- Page 1 Sony SmartBand Review
- Page 2 Apps, Performance and Verdict Review
Sony SmartBand SWR10: Apps
Much of what sets the SmartBand apart from the others is the concept of ‘life logging’ but before you get to that point you need to make sure you have the right phone to even use the SmartBand. The latest Xperia smartphones, like the Xperia Z2 and Z1 Compact, work fine, plus a select list of Android smartphones including the Nexus 5, Nexus 4, Samsung Galaxy S5 and the HTC One M8. The phone needs to be running on Android 4.4 KitKat or higher and requires Bluetooth 4.0, so that alienates plenty of other Android handsets and of course means iPhone and Windows Phone users are left out in the cold as well.
Once you’ve established whether your phone is even compatible, there are three apps to download. The SmartBand SWR10 application actually bakes itself into the Smart Connect app, so there’s no app icon created and combined helps create the connection between smartphone and SmartBand. The Smart Connect app is where you can configure settings for the SmartBand, like notification alerts or the native and third-party application support. It’s also the place to view battery life status.

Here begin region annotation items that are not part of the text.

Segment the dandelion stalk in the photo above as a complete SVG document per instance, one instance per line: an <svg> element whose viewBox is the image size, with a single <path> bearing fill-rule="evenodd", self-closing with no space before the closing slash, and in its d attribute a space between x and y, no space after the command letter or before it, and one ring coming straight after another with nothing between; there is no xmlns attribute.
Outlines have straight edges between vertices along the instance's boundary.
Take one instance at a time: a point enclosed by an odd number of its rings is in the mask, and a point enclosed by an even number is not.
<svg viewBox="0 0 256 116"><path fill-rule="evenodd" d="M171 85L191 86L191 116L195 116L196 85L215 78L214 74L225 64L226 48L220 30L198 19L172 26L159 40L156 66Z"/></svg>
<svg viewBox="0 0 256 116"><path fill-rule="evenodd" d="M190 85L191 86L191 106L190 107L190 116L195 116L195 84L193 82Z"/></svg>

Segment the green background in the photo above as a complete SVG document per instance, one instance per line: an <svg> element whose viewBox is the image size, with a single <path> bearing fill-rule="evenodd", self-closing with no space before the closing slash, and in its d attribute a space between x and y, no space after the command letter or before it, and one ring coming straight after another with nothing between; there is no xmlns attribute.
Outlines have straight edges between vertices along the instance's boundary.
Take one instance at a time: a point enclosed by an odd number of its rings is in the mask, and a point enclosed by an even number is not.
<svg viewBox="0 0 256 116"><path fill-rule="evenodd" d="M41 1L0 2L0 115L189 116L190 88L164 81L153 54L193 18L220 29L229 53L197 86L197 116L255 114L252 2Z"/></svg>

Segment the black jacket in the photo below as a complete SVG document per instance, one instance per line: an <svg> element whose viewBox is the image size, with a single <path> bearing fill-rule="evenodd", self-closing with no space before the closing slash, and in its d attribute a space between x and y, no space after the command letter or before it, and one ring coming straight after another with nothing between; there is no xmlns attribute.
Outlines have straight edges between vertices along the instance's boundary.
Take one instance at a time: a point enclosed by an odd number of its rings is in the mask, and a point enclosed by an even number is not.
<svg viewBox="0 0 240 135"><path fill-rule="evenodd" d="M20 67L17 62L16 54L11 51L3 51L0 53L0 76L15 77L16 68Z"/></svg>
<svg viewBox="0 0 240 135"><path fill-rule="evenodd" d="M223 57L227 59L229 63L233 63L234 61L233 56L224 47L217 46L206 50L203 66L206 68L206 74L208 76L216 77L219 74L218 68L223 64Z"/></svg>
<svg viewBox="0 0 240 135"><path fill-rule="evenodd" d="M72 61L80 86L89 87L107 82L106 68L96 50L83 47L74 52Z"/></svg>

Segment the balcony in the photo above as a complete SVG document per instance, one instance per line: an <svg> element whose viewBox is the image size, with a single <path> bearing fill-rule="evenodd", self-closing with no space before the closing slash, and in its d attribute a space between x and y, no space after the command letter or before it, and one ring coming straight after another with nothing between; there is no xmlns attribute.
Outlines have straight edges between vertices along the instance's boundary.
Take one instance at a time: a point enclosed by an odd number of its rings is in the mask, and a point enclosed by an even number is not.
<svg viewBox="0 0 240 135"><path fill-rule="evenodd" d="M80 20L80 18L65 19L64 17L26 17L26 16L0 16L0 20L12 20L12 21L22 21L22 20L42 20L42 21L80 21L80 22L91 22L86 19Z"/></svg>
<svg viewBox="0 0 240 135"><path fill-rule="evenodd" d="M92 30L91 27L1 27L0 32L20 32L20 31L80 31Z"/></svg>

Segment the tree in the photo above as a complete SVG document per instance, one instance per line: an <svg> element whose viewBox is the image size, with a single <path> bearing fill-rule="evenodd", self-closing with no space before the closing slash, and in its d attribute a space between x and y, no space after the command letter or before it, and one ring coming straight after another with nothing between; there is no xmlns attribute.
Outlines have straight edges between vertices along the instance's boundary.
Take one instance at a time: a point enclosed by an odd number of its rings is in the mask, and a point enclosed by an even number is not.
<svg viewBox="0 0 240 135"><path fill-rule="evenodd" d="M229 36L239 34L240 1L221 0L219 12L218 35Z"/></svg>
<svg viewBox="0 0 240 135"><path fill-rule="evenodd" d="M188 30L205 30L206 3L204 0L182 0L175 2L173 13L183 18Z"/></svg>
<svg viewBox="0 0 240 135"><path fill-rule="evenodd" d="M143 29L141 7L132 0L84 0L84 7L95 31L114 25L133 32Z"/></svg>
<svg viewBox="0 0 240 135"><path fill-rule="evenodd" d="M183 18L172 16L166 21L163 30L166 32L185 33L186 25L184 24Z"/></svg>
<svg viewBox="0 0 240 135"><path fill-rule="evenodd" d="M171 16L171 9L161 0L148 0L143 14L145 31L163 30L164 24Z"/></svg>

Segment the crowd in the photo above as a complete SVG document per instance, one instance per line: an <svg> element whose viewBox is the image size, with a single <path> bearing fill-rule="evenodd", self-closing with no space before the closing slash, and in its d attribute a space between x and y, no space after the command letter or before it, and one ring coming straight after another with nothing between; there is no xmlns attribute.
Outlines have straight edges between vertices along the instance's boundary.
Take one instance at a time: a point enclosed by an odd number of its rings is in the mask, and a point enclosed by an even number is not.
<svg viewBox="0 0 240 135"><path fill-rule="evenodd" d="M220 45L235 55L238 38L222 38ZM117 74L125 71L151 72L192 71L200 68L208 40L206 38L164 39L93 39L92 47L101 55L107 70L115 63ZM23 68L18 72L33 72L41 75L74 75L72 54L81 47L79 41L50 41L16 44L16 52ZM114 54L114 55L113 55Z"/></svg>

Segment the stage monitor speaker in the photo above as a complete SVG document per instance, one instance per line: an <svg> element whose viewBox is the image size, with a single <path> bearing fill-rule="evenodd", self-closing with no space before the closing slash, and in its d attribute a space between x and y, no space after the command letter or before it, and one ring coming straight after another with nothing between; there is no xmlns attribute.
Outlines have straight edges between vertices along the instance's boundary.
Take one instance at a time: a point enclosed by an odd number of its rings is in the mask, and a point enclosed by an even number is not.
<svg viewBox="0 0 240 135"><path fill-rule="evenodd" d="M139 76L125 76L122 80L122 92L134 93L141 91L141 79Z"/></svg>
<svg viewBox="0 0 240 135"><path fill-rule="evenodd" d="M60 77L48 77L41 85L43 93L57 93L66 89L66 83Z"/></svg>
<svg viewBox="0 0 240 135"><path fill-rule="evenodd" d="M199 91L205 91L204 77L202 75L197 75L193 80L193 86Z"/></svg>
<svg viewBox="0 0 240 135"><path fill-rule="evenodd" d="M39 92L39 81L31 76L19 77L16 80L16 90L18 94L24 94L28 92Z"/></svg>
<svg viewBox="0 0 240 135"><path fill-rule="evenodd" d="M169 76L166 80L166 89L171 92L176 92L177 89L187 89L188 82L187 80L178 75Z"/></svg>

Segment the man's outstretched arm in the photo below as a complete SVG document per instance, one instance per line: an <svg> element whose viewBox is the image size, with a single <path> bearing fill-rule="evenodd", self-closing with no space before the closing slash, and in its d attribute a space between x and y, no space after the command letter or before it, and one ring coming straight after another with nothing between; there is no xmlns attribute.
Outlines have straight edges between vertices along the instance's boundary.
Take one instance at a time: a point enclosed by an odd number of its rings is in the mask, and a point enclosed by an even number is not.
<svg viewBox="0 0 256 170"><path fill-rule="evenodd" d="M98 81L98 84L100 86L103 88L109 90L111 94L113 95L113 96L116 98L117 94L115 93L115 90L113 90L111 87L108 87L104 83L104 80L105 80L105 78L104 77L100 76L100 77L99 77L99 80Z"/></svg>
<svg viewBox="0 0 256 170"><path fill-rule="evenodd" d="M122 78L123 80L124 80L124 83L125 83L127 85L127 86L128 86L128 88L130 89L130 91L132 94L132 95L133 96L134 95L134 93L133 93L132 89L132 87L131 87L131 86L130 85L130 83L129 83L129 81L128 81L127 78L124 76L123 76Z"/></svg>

The most important app is Lifelog. Here you will be able to view all of your recorded data in a colourful, sylised interface. You’ll need an email account to sync with it and then you are good to go. What you are then presented with is a timeline and a series of boxes below totalling your score for the different activities the app can track.
There are 12 in total, which include calorie count, steps, walking, running, sleeping, communication (Twitter and Facebook), taking pictures, listening to music, watching video, playing games and reading books. In each section you can dig deeper to see more precise information like the specific apps you spent the time using and adjust daily goals for each activity.
But the focal point is the timeline, with a white figure holding a phone that shows all of your activities as they happen during the day and lets you scroll back and forth through the day to recap on what you’ve done. As well as tracking all of these activities you can also create a life bookmark. This is done by pressing down the button on the Smartband and this will record the activity. If it’s a place you’ve visited, it will record the location as long as you have the GPS turned on of course.
It’s definitely a refreshing and unique approach to store and display data, but quite how useful that information is and how it’s used to make improvements is not so clear. Some of the data is more interesting than others but there’s a distinct lack of analysis that makes it difficult to know what to do with the information. Yes, you spent two hours on Twitter but there’s no way of motivating you to curb that time refreshing your news feed.
Sony SmartBand SWR10: Performance and Battery Life
Issues with the life logging persist when you put it into practice. We tried it with the Nexus 5 and the Samsung Galaxy S5 and there were two consistent problems across both smartphones.
One was with the data accuracy and the wrong activities being recorded. Step tracking works fine — the Jawbone UP24 and the Samsung Gear 2 Neo showed similar results — and the Sony SmartBand often records the wrong activity, like logging walking as running or simply not logging running at all. It’s the same for activities like
games where, it recorded opening and launching a non-gaming application
on several occasions.
Sleep tracking is no more comprehensive than what’s already on offer by other activity trackers, generating data on deep sleep, light sleep, and how long you were awake. This all depends on remembering to hit that button to switch into sleep mode as well. You can set up an auto sleep mode to turn on tracking between certain hours, but that’s highly unlikely to be useful for people who have very sporadic sleep patterns.
The second problem is there seems to be a lot of estimated calculations going on here and for users who demand accurate data, this all feels like a more playful approach. Logging moments as bookmarks as well just felt a bit superficial and the persistent notifications taking up space on our notification bar were annoying as well.
In terms of battery life, there’s a Lithium Polymer battery with a 35ma capacity, which will give you around 5 days of use. In our two weeks using it, it lives up to that and you will struggle to get much more than that. The good news is that it only takes one hour to get back to full power so you don’t have to wait long to get out and about with it.
Should I buy the Sony SmartBand SWR10?
The Sony Smartband feels too much like a project that’s still in the works and has been rushed out to jump aboard the wearable bandwagon. There are some good ideas within Sony’s SmartBand ecosystem and the smartwatch-style features are nice additions, but the life logging concept is not really up to scratch, particularly because of the inaccuracies with tracking.
We like the idea of knowing how long you’ve spent on Facebook and Twitter or knowing how long you have been gaming, which are really nice metrics to be able to see. But the Sony SmartBand fails to use this data to add any valuable insight, which is where it really falls down.
In its current state, the SmartBand is tough to recommend simply because for the same money you can get an activity tracker with similar hardware and more meaningful data. The Fitbit Flex, the Jawbone UP24 or even the Misfit Shine are all better options. The second or even the third generation Sony SmartBand potentially could be great, but right now we would definitely give it a miss.
The Sony SmartBand has some good ideas, but it’s clearly a work in progress.